Source: BMJ Open 2022;12:e064804. doi:10.1136/bmjopen-2022-064804


Objectives: To assess the extent to which protection of healthcare workers (HCWs) as COVID-19 emerged was associated with economic inequality among and within countries.

Design: Cross-sectional analysis of associations of perceptions of workplace risk acceptability and mitigation measure adequacy with indicators of respondents’ respective country’s economic income level (World Bank assessment) and degree of within-country inequality (Gini index).

Setting: A global self-administered online survey.

Participants: 4977 HCWs and healthcare delivery stakeholders from 161 countries responded to health and safety risk questions and a subset of 4076 (81.2%) answered mitigation measure questions. The majority (65%) of study participants were female.

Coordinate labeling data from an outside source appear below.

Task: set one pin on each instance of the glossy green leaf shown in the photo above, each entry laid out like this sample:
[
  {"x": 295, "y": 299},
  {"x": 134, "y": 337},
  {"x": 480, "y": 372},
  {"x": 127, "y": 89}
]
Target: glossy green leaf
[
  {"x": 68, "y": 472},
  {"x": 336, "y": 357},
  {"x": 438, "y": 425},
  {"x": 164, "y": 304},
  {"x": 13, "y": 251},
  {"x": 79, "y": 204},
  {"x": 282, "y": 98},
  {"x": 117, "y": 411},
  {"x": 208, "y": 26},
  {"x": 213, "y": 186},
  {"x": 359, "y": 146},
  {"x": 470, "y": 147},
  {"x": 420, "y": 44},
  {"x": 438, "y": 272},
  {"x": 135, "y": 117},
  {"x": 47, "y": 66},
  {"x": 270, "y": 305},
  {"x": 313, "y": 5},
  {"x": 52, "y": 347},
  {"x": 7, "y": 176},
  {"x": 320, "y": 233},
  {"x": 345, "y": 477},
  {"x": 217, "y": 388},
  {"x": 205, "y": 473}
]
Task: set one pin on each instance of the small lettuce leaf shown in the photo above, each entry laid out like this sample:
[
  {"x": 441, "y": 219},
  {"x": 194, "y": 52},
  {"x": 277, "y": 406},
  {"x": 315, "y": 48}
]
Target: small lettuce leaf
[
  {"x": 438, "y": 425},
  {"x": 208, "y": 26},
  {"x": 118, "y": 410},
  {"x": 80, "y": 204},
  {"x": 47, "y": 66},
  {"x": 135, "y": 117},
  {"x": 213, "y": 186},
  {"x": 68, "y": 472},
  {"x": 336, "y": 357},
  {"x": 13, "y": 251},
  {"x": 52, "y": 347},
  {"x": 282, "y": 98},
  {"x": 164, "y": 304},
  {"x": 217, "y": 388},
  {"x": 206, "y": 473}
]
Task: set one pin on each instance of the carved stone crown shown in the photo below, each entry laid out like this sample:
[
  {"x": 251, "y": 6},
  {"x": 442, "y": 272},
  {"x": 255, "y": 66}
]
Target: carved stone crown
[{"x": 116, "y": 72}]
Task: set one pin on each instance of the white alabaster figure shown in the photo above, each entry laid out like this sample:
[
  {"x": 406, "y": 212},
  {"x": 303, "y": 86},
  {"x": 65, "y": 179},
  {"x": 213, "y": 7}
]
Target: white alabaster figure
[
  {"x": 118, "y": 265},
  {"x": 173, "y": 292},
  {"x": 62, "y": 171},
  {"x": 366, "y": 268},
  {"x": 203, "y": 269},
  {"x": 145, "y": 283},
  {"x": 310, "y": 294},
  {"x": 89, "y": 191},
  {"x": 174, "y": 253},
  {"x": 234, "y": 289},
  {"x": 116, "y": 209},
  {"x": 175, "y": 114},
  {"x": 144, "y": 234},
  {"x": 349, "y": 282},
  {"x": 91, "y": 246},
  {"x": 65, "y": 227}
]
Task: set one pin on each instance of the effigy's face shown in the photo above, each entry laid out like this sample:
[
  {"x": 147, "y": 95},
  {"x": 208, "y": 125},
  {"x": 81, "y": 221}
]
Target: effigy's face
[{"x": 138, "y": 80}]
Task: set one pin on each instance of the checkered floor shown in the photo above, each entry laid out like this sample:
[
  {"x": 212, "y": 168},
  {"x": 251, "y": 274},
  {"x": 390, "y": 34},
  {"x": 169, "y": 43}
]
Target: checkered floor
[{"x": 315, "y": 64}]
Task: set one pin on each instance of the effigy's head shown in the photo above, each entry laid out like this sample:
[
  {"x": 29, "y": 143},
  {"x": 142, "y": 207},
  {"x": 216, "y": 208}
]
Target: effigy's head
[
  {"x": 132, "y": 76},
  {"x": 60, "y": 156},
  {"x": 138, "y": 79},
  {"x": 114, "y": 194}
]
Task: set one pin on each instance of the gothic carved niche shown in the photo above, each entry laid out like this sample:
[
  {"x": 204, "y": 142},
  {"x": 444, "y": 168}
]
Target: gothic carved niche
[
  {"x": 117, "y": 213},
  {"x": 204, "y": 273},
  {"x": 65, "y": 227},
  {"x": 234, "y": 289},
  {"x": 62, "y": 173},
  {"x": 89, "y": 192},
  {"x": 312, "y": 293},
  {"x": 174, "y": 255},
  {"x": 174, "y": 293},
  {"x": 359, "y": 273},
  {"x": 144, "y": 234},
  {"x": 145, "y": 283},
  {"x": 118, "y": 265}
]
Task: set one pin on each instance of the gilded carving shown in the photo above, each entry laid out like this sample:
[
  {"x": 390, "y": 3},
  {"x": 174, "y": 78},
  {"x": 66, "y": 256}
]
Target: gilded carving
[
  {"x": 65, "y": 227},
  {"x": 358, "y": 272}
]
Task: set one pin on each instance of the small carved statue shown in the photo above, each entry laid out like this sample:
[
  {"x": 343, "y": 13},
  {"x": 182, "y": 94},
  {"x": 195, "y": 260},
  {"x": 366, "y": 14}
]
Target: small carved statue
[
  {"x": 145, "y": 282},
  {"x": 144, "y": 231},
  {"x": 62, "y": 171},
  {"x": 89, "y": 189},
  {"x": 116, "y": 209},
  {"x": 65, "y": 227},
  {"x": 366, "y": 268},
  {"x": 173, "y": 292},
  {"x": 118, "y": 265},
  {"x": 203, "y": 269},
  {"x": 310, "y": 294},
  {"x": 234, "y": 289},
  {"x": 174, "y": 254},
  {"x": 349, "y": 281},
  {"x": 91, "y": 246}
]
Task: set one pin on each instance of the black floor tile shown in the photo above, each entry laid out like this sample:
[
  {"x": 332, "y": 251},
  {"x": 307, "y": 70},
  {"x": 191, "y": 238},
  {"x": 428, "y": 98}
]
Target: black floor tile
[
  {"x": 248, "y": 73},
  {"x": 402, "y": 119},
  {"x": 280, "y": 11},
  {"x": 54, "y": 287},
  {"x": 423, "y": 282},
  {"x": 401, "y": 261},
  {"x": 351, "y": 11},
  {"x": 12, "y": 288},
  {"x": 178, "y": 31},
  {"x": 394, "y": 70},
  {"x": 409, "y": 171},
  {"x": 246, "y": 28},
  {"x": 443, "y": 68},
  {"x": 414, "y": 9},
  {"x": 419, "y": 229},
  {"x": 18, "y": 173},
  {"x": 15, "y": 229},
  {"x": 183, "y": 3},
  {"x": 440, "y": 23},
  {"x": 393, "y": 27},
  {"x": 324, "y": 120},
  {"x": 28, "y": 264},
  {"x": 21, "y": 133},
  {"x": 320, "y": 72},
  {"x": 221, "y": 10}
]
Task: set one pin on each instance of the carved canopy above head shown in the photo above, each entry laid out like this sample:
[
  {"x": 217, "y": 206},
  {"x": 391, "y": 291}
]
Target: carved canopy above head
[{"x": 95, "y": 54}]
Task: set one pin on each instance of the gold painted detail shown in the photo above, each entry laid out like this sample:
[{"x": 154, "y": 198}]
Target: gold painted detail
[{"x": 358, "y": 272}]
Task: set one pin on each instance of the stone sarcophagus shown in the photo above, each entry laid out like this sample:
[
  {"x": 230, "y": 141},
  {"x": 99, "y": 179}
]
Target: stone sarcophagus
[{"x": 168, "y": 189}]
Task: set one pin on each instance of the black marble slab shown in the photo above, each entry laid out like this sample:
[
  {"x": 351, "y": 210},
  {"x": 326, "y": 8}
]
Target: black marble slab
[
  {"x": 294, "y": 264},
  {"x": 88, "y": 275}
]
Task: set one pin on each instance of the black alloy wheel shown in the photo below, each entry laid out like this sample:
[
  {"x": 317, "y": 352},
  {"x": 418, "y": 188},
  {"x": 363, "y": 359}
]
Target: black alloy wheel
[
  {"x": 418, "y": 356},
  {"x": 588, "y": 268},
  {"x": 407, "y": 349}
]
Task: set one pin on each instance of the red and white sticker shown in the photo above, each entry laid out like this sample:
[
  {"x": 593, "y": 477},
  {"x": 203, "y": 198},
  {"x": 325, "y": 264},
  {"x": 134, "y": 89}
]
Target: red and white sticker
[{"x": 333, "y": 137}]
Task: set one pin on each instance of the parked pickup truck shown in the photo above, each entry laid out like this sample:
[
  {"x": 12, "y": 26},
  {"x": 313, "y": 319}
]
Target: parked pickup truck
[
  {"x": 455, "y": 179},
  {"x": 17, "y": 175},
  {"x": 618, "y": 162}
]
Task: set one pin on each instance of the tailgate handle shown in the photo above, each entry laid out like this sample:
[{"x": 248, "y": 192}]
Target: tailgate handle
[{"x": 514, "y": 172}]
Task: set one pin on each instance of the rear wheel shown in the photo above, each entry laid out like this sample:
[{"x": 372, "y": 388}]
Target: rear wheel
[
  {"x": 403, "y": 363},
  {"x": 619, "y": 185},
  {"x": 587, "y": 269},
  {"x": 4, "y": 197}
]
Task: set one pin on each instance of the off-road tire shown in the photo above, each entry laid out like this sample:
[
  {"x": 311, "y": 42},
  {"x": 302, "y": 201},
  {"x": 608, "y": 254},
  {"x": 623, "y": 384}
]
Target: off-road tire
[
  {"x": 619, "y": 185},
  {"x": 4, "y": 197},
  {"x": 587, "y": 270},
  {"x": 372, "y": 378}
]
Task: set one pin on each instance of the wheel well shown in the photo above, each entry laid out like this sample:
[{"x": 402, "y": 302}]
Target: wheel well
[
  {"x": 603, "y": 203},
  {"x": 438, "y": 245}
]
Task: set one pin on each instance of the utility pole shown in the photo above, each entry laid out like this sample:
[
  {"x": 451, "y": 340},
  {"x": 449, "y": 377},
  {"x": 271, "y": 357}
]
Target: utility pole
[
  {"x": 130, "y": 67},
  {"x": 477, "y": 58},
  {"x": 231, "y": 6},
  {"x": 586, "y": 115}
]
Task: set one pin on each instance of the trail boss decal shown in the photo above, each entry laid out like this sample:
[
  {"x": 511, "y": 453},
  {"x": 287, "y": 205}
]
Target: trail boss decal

Results: While the levels of risk being experienced at the pandemic’s onset were consistently deemed as unacceptable across all groupings, participants from countries with less income inequality were somewhat less likely to report unacceptable levels of risk to HCWs regarding both workplace environment (OR=0.92, p=0.012) and workplace organisational factors (OR=0.93, p=0.017) compared with counterparts in more unequal national settings. In contrast, considerable variation existed in the degree to which mitigation measures were considered adequate. Adjusting for other influences through a logistic regression analysis, respondents from lower middle-income and low-income countries were comparatively much more likely to assess both occupational health and safety (OR=10.91, p≤0.001) and infection prevention and control (IPC) (OR=6.61, p=0.001) protection measures as inadequate, despite much higher COVID-19 rates in wealthier countries at the time of the survey. Greater within-country income inequality was also associated with perceptions of less adequate IPC measures (OR=0.94, p=0.025). These associations remained significant when accounting for country-level differences in occupational and gender composition of respondents, including specifically when only female care providers, our study’s largest and most at-risk subpopulation, were examined.

Conclusions: Economic inequality threatens resilience of health systems that rely on health workers working safely to provide needed care during emerging pandemics.